梅雨入り目前にして
早くも夏モード全開!

 麦芽党にしてみれば、「ングング」と喉が鳴り止まない、1年で最も美味しい季節の到来である。片や日本酒党はどうか。これがじつにパッとしない、中途半端なシーズンというほかはない。この時節に限って麦芽党に鞍替え(!?)する不誠実な輩が続出するのも無理からぬ話である。

 消費者がこれだから、造り手側の悩みは計り知れない。それでなくとも日本酒の需要が右肩下がりで縮小するなか、とりわけ夏場の著しい落ち込みにいかに対応するかは、酒造メーカーにとってきわめて深刻な問題だろう。
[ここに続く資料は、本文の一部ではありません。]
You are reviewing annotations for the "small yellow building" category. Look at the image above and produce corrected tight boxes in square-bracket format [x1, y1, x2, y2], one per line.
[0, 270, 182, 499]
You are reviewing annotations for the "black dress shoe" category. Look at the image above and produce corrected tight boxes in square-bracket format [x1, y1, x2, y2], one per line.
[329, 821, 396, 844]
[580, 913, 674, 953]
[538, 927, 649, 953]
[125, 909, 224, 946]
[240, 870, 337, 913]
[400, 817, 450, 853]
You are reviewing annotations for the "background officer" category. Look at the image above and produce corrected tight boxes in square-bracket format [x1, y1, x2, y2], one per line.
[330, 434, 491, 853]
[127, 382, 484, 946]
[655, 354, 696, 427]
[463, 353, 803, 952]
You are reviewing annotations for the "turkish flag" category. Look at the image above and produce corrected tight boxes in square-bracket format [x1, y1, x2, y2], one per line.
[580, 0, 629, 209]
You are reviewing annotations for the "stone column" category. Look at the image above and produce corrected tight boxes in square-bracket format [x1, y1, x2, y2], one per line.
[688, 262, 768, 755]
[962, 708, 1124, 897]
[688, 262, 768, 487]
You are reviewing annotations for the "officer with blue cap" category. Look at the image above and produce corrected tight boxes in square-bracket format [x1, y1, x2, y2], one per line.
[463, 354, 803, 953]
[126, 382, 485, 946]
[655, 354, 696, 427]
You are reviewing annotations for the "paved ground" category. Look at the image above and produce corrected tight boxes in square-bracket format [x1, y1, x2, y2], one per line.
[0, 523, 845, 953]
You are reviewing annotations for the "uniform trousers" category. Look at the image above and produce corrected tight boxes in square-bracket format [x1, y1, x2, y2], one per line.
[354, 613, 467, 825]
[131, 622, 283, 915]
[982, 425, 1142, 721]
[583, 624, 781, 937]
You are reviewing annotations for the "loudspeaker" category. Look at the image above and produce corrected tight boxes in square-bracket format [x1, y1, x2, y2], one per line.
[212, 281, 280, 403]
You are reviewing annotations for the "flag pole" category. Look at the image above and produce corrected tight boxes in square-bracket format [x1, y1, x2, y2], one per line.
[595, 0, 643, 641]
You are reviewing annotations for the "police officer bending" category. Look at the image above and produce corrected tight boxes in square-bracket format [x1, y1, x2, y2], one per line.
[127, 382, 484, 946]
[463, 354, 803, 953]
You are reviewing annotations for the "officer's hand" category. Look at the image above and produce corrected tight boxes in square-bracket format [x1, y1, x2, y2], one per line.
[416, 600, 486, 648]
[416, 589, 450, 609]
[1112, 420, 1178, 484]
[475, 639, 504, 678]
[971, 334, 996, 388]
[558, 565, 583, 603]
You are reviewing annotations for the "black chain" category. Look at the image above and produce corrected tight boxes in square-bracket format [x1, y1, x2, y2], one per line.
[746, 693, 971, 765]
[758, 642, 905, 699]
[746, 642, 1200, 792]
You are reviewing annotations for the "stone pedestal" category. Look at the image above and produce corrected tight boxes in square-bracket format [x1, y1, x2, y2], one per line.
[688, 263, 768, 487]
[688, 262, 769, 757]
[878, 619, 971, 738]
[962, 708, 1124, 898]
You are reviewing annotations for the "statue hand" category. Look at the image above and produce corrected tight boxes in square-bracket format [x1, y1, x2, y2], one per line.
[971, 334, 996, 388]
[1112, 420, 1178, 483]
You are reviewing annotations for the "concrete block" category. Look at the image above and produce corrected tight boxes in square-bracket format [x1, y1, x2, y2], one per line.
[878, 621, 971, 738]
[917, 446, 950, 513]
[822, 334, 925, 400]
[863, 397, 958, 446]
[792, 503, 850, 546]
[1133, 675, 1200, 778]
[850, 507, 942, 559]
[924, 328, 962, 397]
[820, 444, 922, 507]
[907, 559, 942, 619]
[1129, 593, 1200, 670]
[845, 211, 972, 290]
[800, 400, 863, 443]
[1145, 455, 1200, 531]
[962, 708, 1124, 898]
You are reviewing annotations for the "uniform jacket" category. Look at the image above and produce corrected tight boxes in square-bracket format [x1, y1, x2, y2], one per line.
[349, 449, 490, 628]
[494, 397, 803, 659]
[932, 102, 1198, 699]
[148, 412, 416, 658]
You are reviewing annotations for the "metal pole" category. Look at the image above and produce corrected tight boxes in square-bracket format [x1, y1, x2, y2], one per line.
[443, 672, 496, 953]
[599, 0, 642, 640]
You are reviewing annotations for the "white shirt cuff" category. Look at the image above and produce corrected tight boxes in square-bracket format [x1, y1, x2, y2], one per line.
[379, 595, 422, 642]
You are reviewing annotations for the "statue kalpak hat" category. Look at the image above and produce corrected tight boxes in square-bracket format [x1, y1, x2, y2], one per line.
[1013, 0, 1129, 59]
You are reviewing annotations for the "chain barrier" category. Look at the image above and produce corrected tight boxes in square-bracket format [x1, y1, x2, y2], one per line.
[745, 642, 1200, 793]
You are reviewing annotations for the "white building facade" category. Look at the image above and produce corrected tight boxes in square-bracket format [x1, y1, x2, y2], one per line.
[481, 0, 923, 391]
 そこで、メーカーも考えた。“HOTなシーズンにおいしい、季節限定「夏の酒」を”というソリューションである。見た目からして、涼しげそうな淡いブルー系のボトルを使用したり、ラベルに季節感をあしらったり、アルコール度数を下げて飲み易さを強調したり、シャンパンのようにシュワシュワと炭酸を効かせてみたり、と工夫を凝らしている。

選び抜いた7本は前回どおり、先入観が入り込まないよう新聞紙で完全ガードして利き酒を行った

 では、肝要の味のほうは……。

 というわけで、今回は「夏の酒」を題材に取り上げてみた。テーマが前回(酒造好適米「雄町」を利く)ほどにはストレートでないかもしれないが、「夏酒」という定義付けも包括して仕分けしてみたいと考え、“夏限定”と銘打たれた商品あるいは今の時期に向けて蔵出ししてきた商品のなかから事前試飲を重ねて7本を厳選、それを勉強会のメンバーと利き分けた。

「にごり」「おりがらみ」は
“夏”のイメージ?

 今回のテーマに合わせて選んだ7本は以下のとおり。

(1)「作(ざく)」恵乃智 一火瓶囲(三重県鈴鹿市)
(2)「寿喜心(すきごころ)」寿(ことほぎ)純米うすにごり(愛媛県西条市)
(3)「辻善兵衛(つじぜんべえ)」純米吟醸 活性にごり(栃木県真岡市)
(4)「白岳仙(はくがくせん)」 吟生 (福井県福井市)
(5)「羽根屋」純米吟醸 富の香仕込(富山県富山市) 
(6)「春霞」純米吟醸 「霞」うすにごり生夏(秋田県仙北郡)
(7)「来福」純米吟醸「夏の酒」(茨城県筑西市)

 (1)のみが「1回火入れ」で、残る6本はすべて生酒。また、(1)と(5)を除く5本が「(うす)にごり」「おりがらみ」といった、やや白濁した状態の酒であることを付記しておく。